Not that the three sons of Carl Pohlad actually planned for a very public dispute with the IRS, one that makes them look like they tried to game the tax code.
In fact, the only thing really remarkable here is the sheer size involved, as the IRS is looking for $121 million in additional estate taxes just related to Carl Pohlad's ownership in the Minnesota Twins. The clear outlines of a sensible estate plan, one that any number of business owners would have, are visible in what's publicly available in U.S. Tax Court filings.
"Estate planning involves tax planning, but it also involves the transition of operations of businesses from one generation to the next," said Jim Pohlad, with his two brothers the executors of his father's estate, in a brief telephone conversation. "We did that on a careful, planned basis."
Carl Pohlad, a banker and investor best known in the latter part of his career as principal owner of the Minnesota Twins, died in 2009. His three sons, as executors of his estate, filed the estate's tax return but were hit this spring with a "deficiency notice" from the IRS for underpaid estate taxes.

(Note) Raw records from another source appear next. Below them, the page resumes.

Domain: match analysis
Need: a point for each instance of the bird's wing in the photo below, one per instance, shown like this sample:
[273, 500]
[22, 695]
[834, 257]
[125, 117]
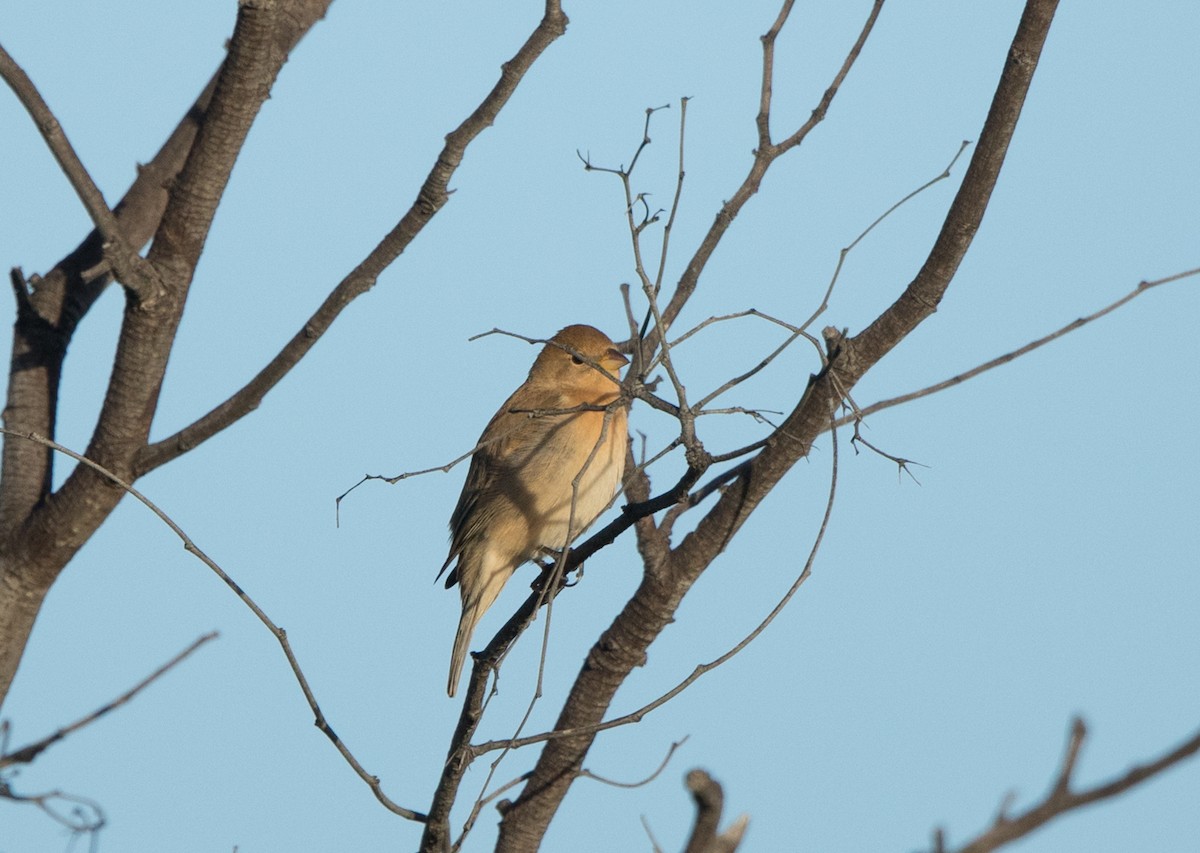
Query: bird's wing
[505, 438]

That meant they had to resolve the deficiency through negotiation by June 6 or file a petition with the U.S. Tax Court contesting the IRS's position that the estate owes many millions more in additional taxes. When early June rolled around with no resolution, they filed their petition.
Even though there's a list of things in dispute with the IRS, including how to treat a block of cemetery plots, this is really all about the chasm between what the IRS thinks Carl Pohlad's Minnesota Twins ownership stake was worth in January 2009 — $293 million — and the $24 million value the estate's tax return put on his Twins equity.